Die Branche profitierte 2024 zwar von einem deutlichen Mittelzuwachs für Infrastrukturprojekte. Dennoch reicht dies nicht aus, um der Digitalisierung echten Schub zu verleihen. Genehmigungsverfahren bleiben kompliziert und kosten Zeit, obwohl digitale Lösungen längst einsatzbereit sind.

Infrastruktursparte wächst, Fahrzeugbau stagniert

Mit einem Umsatz von rund 15 Milliarden Euro erzielte die Bahnindustrie im Jahr 2024 einen Rekordwert. Haupttreiber war die Infrastruktursparte, deren Erlöse um 12,5 Prozent zulegten. Der digitale Ausbau spielt dabei eine zentrale Rolle.

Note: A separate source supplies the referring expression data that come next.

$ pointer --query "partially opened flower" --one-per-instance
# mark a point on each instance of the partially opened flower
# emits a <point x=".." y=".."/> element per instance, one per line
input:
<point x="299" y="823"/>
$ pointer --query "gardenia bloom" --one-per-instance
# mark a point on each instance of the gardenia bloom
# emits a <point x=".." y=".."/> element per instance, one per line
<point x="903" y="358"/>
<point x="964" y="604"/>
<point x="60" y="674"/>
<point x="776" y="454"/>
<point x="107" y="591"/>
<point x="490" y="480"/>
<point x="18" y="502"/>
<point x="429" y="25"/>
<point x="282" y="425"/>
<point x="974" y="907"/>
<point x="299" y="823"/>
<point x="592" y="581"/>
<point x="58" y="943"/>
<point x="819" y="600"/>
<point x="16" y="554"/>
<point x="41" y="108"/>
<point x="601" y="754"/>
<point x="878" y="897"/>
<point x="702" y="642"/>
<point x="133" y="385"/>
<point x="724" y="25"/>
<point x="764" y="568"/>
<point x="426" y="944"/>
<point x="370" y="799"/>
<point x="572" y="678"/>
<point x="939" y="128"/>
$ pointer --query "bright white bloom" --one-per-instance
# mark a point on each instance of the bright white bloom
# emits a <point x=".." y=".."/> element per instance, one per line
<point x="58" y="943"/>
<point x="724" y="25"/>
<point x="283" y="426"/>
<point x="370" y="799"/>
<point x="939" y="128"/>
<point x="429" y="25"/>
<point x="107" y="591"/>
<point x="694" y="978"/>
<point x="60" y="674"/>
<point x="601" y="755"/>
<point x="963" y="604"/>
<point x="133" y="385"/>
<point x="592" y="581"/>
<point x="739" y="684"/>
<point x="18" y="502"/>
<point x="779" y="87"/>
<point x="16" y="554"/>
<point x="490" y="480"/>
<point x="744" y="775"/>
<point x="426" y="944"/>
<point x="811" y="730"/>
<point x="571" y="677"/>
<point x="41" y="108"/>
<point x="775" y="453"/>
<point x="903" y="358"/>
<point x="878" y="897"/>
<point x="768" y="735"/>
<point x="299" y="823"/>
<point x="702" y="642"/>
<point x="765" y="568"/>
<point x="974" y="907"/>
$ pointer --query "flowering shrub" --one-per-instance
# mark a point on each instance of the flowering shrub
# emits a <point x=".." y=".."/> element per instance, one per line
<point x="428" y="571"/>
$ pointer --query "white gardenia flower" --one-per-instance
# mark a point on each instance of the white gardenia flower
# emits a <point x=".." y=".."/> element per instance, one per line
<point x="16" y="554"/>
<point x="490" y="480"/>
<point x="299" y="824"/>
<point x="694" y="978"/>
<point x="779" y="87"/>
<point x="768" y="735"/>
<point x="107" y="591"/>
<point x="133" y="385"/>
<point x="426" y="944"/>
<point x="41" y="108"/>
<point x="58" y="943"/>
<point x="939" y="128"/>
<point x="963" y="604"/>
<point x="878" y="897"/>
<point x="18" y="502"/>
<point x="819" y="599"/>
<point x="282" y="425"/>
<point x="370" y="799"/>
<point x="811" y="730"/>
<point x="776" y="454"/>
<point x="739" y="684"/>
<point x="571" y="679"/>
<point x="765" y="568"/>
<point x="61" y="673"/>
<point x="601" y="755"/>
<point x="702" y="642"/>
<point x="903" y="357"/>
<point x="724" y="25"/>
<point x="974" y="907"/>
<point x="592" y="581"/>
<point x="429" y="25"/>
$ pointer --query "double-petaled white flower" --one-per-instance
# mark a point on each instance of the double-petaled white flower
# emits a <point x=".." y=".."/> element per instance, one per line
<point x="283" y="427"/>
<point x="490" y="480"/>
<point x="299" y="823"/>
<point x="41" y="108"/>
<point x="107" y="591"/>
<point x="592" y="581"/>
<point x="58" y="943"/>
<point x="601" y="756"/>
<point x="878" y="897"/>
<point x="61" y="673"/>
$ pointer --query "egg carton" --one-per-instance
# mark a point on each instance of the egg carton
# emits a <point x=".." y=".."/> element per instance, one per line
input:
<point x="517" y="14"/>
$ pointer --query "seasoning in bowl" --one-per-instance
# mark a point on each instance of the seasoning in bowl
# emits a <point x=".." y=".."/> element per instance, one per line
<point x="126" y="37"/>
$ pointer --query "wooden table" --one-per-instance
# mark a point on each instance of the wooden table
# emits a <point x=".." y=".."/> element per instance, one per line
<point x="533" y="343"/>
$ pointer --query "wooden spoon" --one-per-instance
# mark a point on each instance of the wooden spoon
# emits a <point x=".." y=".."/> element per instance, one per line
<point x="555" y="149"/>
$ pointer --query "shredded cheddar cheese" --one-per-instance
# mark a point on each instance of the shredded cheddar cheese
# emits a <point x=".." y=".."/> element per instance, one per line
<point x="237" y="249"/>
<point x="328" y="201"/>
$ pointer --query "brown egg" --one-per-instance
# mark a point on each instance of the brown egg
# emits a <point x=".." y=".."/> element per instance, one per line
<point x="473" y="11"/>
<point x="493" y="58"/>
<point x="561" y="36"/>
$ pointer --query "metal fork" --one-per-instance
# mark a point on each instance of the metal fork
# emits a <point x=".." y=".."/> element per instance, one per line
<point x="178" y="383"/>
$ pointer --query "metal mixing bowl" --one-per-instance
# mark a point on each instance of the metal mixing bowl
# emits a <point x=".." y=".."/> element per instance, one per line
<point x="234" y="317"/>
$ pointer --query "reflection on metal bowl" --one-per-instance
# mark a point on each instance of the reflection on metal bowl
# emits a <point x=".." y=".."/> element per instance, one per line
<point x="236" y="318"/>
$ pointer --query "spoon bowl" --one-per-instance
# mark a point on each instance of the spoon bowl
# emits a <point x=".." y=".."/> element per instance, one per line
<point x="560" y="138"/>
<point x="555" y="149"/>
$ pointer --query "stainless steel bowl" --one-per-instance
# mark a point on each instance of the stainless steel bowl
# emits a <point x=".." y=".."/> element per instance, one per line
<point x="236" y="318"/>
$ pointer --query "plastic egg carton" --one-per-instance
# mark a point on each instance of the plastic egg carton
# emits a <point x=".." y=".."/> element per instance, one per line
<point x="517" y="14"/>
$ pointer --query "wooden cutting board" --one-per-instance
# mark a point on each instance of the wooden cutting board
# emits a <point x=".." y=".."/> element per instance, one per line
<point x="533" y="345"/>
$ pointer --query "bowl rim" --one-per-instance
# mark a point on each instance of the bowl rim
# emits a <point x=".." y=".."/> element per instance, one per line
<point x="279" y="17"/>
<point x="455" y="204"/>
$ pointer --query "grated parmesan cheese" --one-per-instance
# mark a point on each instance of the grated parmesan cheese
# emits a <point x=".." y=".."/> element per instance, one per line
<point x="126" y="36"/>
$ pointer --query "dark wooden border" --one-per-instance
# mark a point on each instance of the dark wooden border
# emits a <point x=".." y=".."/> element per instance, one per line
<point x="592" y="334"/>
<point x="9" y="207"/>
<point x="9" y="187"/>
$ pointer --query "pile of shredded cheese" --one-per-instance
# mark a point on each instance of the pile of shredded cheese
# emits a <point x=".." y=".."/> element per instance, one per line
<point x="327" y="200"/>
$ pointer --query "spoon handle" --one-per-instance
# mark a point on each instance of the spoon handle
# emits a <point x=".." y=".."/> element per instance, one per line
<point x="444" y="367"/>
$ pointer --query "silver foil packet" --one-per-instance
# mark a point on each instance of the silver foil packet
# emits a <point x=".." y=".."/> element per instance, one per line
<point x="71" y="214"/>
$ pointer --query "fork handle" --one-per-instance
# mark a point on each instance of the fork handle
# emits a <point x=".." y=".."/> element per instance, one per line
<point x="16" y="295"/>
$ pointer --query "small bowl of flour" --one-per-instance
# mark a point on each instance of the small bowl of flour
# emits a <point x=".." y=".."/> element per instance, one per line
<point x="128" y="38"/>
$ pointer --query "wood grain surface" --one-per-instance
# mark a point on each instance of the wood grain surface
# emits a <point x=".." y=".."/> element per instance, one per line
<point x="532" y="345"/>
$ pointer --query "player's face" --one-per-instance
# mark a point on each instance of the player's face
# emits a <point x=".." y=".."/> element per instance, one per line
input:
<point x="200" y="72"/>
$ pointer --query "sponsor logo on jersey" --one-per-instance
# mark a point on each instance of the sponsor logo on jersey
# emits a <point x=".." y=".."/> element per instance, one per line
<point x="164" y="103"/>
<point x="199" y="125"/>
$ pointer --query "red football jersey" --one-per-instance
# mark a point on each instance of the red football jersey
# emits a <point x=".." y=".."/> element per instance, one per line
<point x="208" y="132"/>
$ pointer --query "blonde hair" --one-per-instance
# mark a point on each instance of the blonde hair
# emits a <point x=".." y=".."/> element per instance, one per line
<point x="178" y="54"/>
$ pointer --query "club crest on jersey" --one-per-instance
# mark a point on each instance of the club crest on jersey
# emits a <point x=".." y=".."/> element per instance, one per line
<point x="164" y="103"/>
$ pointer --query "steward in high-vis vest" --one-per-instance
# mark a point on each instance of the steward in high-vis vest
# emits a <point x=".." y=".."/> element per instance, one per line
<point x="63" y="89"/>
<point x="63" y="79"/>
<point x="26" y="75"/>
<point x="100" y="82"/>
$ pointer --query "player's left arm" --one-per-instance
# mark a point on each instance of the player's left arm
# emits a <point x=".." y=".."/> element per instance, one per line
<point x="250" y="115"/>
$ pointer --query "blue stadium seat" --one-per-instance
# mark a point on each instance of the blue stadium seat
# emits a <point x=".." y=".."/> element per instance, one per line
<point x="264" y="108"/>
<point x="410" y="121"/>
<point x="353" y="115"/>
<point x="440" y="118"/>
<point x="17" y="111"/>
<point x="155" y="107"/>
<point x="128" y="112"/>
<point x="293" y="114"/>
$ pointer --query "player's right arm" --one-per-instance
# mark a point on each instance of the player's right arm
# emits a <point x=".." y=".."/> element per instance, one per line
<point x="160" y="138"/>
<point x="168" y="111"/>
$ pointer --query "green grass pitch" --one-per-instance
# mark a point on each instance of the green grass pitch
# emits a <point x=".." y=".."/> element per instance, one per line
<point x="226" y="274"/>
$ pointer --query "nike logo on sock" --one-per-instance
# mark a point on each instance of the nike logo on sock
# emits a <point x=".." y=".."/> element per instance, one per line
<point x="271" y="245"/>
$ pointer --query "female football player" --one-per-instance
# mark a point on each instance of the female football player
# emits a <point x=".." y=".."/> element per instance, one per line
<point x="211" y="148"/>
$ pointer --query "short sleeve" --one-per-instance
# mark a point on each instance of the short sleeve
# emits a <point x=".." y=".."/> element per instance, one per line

Technik für Leit- und Sicherungssysteme sowie automatisierte Steuerung erfreut sich wachsender Nachfrage.

Anders sieht es im Fahrzeugbau aus. Die Nachfrage im Inland bleibt schwach. Als Grund nennt Rodenbeck die finanzielle Lage vieler Verkehrsverbünde, die Neuanschaffungen verzögern. Ohne neue Fahrzeuge aber lässt sich das System ETCS nicht vollumfänglich nutzen – die Digitalisierung bleibt Stückwerk.


Strukturreformen als Voraussetzung für Fortschritt

Die Industrie mahnt strukturelle Reformen an. Ein Zusammenspiel aus politischer Strategie, effizienter Verwaltung und industrieller Leistungsfähigkeit gilt als entscheidend. Technik und Know-how stehen bereit – allein die Rahmenbedingungen hinken hinterher.

Ein grundlegender Kurswechsel erscheint unumgänglich. Ohne klare Zuständigkeiten, schnelle Verfahren und durchdachte Finanzierung droht die Digitalisierung des Schienennetzes zum Dauerprojekt zu verkommen. Deutschland könne sich diesen Stillstand nicht länger leisten – weder wirtschaftlich noch verkehrspolitisch.